Di qui una crescente divaricazione fra l’«umanesimo del lavoro» espresso dalla cultura cattolica (e per certi aspetti anche da quella di ispirazione marxista) e il reale procedere dell’economia nazionale. Grazie al «miracolo economico» e all’adozione di tecnologie sempre più raffinate, cresceva immensamente — nel relativamente breve arco di un trentennio — la disponibilità di beni e di servizi e si riduceva parallelamente il tempo di lavoro, sia in termini di durata della giornata lavorativa sia in generale sotto il profilo del rapporto fra «vita attiva» e fase della formazione professionale a monte e del pensionamento a valle; ma il lavoro tendeva a perdere in larga misura il posto di rilievo che negli anni delle grandi lotte sociali e sindacali dell’immediato dopoguerra aveva occupato: al centro si collocava, come già si è rilevato, il momento del consumare assai più che quello del produrre, e il primo assai più del secondo veniva indicato come il vero luogo di un «umanesimo del lavoro» (in realtà di un «umanesimo del non lavoro») calato nella realtà dei processi produttivi della società post-industriale.

3.3. Crisi dell’ottimisino tecnologico

A mano a mano che questi processi giungevano a maturazione, tuttavia, si verificava un mutamento di prospettiva che potrebbe essere espresso in termini di​​ crisi dell’ottimismo tecnologico.​​ Si è in parte verificata la previsione di un movimento tendenzialmente ascensionale dei profitti e dei salari, e dunque dell’accumulazione e dei consumi; ma ciò è avvenuto a prezzo di pesanti costi umani e ambientali e senza che si verificasse l’auspicato salto di qualità nel processo di umanizzazione del lavoro.

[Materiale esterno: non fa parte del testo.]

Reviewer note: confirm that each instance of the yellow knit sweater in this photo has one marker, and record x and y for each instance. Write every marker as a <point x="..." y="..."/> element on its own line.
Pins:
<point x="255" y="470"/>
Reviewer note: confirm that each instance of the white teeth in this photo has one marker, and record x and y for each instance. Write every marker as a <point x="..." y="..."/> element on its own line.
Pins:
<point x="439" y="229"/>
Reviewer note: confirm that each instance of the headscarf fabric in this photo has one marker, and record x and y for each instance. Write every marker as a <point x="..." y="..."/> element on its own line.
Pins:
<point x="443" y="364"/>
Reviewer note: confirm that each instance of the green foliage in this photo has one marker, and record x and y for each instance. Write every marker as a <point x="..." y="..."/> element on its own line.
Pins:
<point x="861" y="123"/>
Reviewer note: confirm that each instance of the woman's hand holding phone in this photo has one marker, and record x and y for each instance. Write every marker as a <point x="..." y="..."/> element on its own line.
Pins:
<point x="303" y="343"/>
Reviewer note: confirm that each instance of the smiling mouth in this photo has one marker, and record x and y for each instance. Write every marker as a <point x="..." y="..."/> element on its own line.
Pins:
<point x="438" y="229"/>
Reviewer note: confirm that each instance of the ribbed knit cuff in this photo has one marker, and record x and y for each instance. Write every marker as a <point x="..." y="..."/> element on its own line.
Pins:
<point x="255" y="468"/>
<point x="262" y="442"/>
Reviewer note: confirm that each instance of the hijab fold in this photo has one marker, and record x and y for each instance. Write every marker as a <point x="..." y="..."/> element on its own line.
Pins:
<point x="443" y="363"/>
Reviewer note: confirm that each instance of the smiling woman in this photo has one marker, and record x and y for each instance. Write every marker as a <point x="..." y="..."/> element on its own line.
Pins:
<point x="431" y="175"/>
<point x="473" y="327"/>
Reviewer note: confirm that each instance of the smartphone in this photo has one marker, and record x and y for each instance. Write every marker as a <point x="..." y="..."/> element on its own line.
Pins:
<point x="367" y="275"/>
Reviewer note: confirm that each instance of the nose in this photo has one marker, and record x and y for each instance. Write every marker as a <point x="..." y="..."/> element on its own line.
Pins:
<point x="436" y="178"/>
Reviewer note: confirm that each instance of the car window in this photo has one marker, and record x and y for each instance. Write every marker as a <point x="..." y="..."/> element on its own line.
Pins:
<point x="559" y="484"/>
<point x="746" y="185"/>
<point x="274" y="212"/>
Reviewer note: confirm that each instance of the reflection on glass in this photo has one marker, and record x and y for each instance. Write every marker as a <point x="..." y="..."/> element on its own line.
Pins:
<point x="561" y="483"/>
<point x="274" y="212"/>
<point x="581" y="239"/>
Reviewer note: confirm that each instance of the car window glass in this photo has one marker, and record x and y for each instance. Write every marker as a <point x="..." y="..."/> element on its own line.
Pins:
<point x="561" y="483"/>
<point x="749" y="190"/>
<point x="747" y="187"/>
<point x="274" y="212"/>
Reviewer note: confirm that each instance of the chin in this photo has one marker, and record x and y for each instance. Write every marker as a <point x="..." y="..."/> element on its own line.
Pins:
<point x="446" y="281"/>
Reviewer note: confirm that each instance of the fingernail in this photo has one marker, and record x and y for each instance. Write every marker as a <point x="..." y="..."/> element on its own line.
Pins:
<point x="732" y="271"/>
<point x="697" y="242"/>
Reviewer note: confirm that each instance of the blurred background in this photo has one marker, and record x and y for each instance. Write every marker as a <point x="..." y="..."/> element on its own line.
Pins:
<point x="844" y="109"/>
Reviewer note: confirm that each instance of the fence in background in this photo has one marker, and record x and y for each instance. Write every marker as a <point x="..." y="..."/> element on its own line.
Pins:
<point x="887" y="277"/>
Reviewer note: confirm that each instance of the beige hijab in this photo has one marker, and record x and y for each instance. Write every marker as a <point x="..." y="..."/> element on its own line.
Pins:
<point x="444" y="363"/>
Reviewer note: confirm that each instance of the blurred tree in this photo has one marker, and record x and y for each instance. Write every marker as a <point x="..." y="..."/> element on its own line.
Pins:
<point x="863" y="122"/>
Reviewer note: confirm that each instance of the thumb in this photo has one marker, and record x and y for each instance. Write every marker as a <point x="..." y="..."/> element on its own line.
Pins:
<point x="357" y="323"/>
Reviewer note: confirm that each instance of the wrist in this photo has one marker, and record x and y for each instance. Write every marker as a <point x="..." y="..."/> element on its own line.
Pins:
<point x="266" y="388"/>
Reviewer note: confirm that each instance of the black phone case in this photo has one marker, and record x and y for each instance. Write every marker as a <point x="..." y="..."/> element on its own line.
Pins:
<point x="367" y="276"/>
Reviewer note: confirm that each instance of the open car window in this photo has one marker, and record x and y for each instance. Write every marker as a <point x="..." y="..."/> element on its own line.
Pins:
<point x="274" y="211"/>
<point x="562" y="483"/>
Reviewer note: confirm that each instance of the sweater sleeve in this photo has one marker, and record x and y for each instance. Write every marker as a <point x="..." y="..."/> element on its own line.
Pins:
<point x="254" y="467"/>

La teologia del lavoro giungeva a riconoscere pienamente, dopo quasi due secoli di diffidenze e di incomprensioni, il significato e il valore della tecnica proprio nella fase storica in cui, dopo gli entusiasmi tecnologici degli anni ’50 e ’60, la stessa tecnica era assoggettata a un severo processo all’interno delle stesse scienze umane. Sempre più frequentemente ci si domandava, e ancora ci si domanda, se compito delle innovazioni tecnologiche non dovesse essere non soltanto liberare dal lavoro ma anche​​ liberare il lavoro;​​ in realtà l’impresa riusciva sul primo piano ma falliva in gran parte sul secondo, e quella sorta di «redenzione laica» che l’umanesimo tecnologico si attendeva dal lavoro veniva trasferita altrove e trovava il suo epicentro nell’attività ludica disinteressata, e dunque fuori del lavoro.

Agli occhi delle nuove generazioni il lavoro appare sempre più come una realtà sostanzialmente​​ secondaria,​​ come condizione per l’ottenimento dei mezzi necessari per realizzarsi​​ fuori del lavoro: in virtù di una sorta di eterogenesi dei fini per effetto della quale un meccanismo che avrebbe dovuto avere in sé stesso la sua giustificazione finisce per cercarla e trovarla​​ altrove.

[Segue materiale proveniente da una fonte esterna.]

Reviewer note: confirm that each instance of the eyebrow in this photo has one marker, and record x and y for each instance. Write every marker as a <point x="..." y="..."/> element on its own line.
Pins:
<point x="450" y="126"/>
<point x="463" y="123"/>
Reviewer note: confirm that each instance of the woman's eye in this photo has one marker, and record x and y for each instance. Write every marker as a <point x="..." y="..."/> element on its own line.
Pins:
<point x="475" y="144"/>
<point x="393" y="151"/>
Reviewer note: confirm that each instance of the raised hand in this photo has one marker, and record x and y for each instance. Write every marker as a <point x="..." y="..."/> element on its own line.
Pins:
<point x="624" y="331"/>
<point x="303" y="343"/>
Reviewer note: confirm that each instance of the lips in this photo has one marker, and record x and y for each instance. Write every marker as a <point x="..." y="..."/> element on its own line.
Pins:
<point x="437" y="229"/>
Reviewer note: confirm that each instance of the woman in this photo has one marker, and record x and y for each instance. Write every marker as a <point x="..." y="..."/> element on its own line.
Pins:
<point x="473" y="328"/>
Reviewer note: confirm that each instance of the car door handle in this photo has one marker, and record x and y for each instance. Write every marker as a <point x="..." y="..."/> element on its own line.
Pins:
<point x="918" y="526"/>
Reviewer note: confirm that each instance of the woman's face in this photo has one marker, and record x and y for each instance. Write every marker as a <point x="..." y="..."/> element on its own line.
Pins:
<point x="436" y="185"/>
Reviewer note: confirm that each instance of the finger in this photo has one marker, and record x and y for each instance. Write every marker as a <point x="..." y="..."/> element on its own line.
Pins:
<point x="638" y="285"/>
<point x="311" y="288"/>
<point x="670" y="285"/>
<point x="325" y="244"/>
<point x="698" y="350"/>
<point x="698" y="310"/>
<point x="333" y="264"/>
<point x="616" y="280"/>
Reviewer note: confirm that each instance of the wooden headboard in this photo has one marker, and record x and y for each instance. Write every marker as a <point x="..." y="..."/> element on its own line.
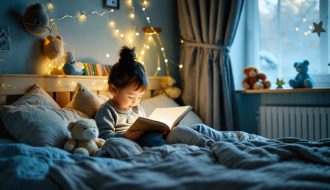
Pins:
<point x="61" y="87"/>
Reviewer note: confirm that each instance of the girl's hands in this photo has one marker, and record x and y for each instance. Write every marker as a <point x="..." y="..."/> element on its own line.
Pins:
<point x="133" y="135"/>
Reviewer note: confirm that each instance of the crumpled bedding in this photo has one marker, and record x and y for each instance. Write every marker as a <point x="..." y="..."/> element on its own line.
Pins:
<point x="286" y="163"/>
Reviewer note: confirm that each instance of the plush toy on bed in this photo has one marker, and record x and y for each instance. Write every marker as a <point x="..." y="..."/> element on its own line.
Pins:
<point x="71" y="66"/>
<point x="254" y="79"/>
<point x="302" y="79"/>
<point x="84" y="133"/>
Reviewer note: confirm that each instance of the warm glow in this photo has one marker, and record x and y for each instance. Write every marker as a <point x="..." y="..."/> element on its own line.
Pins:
<point x="82" y="17"/>
<point x="50" y="6"/>
<point x="112" y="24"/>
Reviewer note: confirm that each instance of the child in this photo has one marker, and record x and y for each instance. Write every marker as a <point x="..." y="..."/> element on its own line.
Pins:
<point x="127" y="84"/>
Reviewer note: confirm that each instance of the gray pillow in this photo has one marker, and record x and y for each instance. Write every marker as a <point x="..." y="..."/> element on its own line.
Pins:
<point x="119" y="148"/>
<point x="36" y="96"/>
<point x="37" y="125"/>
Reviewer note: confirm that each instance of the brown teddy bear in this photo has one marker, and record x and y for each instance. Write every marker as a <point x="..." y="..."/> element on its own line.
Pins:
<point x="254" y="80"/>
<point x="52" y="47"/>
<point x="84" y="137"/>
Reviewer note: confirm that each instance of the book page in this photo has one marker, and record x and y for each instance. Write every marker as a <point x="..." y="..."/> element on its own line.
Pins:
<point x="170" y="116"/>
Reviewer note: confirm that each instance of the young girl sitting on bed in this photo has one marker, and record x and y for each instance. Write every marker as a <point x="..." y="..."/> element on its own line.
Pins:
<point x="127" y="84"/>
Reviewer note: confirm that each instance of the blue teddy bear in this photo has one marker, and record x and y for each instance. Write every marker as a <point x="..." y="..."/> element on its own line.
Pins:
<point x="303" y="79"/>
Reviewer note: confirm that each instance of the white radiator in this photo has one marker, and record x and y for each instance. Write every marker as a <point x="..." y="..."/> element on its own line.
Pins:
<point x="312" y="123"/>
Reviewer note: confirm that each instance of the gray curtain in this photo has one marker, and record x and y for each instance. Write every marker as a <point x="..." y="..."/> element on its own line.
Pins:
<point x="208" y="28"/>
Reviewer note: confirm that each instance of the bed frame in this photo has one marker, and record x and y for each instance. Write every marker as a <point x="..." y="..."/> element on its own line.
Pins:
<point x="60" y="87"/>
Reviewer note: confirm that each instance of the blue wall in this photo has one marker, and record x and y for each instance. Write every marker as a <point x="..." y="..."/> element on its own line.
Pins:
<point x="90" y="40"/>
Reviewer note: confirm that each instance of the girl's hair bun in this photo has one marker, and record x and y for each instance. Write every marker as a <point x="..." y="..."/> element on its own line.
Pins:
<point x="127" y="54"/>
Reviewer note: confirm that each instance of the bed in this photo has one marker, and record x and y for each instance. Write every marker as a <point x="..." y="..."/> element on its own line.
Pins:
<point x="36" y="108"/>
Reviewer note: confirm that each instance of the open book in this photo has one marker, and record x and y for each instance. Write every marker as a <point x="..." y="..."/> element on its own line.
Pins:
<point x="161" y="119"/>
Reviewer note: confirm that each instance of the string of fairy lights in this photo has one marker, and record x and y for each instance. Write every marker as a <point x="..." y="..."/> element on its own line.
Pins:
<point x="150" y="38"/>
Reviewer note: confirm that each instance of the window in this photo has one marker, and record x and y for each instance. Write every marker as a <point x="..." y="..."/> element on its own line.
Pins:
<point x="285" y="36"/>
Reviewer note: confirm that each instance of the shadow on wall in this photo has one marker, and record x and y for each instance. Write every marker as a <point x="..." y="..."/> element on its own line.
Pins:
<point x="37" y="57"/>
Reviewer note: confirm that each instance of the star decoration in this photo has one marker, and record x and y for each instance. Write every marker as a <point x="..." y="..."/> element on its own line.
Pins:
<point x="279" y="83"/>
<point x="318" y="28"/>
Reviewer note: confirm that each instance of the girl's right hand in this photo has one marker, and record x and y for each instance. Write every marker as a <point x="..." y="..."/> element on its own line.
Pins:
<point x="133" y="135"/>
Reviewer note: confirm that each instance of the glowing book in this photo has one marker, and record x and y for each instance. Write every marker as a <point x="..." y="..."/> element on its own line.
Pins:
<point x="161" y="119"/>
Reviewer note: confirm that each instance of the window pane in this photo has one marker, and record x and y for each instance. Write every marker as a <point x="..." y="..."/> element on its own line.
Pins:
<point x="286" y="36"/>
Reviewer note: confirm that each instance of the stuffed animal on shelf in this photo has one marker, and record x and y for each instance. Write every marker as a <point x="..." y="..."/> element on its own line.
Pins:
<point x="255" y="80"/>
<point x="35" y="19"/>
<point x="302" y="79"/>
<point x="52" y="47"/>
<point x="71" y="66"/>
<point x="84" y="137"/>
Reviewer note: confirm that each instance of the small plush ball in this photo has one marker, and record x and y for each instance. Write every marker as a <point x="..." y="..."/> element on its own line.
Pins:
<point x="35" y="19"/>
<point x="52" y="47"/>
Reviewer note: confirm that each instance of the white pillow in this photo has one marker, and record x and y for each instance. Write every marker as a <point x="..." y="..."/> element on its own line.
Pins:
<point x="36" y="96"/>
<point x="163" y="101"/>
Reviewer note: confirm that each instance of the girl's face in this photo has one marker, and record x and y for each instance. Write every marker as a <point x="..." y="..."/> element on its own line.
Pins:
<point x="127" y="97"/>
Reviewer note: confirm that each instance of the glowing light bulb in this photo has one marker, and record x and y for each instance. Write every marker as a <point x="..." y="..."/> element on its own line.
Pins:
<point x="50" y="6"/>
<point x="82" y="17"/>
<point x="112" y="24"/>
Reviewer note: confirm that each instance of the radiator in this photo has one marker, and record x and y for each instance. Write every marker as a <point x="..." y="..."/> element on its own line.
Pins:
<point x="312" y="123"/>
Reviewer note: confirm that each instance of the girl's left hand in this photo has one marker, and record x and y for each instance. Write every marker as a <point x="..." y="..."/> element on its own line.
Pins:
<point x="133" y="135"/>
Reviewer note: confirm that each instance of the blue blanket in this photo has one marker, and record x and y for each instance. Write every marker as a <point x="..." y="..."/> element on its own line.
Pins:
<point x="286" y="163"/>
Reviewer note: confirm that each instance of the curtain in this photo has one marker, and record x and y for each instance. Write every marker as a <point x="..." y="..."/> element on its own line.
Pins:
<point x="208" y="28"/>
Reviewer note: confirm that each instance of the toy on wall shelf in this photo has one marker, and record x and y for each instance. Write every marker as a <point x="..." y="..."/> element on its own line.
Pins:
<point x="71" y="66"/>
<point x="35" y="19"/>
<point x="254" y="79"/>
<point x="279" y="83"/>
<point x="52" y="47"/>
<point x="302" y="79"/>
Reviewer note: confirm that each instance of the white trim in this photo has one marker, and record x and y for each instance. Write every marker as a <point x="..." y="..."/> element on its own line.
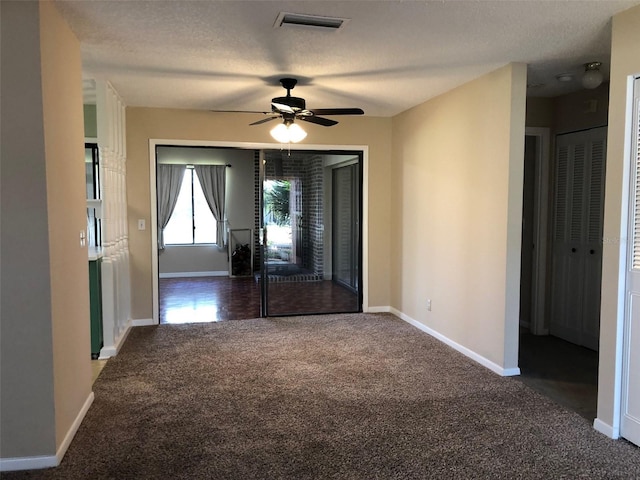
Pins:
<point x="154" y="142"/>
<point x="143" y="322"/>
<point x="385" y="309"/>
<point x="112" y="350"/>
<point x="623" y="320"/>
<point x="606" y="429"/>
<point x="48" y="461"/>
<point x="216" y="273"/>
<point x="485" y="362"/>
<point x="626" y="211"/>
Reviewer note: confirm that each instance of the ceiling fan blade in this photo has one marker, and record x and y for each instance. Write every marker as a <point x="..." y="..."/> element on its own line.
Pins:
<point x="281" y="107"/>
<point x="264" y="120"/>
<point x="325" y="122"/>
<point x="240" y="111"/>
<point x="338" y="111"/>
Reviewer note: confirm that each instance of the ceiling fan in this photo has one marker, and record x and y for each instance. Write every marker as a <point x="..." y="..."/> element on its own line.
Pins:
<point x="290" y="108"/>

In una stagione che, per il lavoro, è quella del disincanto e della disillusione — e dunque, parallelamente, anche della perdita di combattività sul piano di un rivendicazionismo sindacale che si proponga finalità generali — resta tuttavia affidato alla comunità cristiana il compito di ricuperare e di rifondare il senso e la dignità del lavoro in sé e per sé, indipendentemente dalla sua redditività economica; momento certo non unico dell’agire dell’uomo, ma espressione pur sempre importante e qualificante di un impegno grazie al quale il credente si associa al compito creativo di Dio e alla missione redentrice di Cristo.

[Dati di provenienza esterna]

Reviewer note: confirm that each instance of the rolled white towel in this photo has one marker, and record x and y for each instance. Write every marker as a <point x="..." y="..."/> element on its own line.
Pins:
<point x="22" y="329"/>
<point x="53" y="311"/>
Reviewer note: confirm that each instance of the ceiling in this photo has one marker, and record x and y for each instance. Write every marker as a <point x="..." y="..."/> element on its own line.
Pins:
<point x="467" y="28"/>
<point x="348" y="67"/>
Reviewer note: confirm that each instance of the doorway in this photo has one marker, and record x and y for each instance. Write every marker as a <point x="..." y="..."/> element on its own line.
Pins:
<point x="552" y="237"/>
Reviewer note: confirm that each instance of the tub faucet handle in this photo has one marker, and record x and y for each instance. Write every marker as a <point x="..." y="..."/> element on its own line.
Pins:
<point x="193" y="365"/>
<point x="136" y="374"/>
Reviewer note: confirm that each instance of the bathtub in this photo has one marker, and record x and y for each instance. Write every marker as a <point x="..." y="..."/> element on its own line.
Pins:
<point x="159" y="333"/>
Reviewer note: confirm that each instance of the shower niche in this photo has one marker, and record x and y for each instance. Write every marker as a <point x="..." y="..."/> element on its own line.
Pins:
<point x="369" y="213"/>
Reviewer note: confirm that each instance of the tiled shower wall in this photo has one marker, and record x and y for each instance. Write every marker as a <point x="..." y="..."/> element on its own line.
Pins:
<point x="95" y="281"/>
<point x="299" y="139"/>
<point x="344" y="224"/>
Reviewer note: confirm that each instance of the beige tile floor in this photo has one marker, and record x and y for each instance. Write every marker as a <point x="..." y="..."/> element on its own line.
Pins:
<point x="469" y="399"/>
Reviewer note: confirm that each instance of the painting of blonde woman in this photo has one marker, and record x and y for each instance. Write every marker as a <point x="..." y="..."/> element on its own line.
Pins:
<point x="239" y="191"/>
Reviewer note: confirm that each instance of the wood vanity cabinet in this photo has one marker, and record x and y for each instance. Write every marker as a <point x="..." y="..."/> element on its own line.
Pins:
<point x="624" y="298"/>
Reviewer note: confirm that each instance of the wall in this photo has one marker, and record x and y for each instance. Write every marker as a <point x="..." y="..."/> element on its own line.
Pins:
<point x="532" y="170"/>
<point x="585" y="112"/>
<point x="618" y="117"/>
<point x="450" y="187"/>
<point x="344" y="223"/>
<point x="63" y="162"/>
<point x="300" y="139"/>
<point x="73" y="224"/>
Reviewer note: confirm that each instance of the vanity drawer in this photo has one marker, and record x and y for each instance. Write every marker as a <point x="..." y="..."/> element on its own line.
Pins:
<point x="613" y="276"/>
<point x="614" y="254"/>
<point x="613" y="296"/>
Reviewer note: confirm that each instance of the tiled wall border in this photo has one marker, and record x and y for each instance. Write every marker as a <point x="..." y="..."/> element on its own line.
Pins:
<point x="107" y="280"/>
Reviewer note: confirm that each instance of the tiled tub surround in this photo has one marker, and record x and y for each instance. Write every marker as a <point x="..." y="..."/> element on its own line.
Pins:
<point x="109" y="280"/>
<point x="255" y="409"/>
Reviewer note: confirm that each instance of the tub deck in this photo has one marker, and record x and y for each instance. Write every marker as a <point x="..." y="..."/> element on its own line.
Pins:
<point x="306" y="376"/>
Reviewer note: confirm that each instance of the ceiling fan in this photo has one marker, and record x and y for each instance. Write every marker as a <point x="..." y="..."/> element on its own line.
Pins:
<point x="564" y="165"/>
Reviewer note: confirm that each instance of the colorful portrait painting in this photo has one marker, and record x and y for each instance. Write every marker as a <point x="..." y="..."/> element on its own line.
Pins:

3.4. Emergere della «solidarietà»

Al centro di questa riproposizione del senso del lavoro da parte della comunità cristiana sta la categoria della​​ solidarietà.​​ Componente tradizionale della «fraternità operaia», la solidarietà è stata posta in crisi dall’avvento di una cultura fortemente soggettivistica, individualistica, frammentaria, decisamente orientata al successo e dunque strutturalmente competitiva.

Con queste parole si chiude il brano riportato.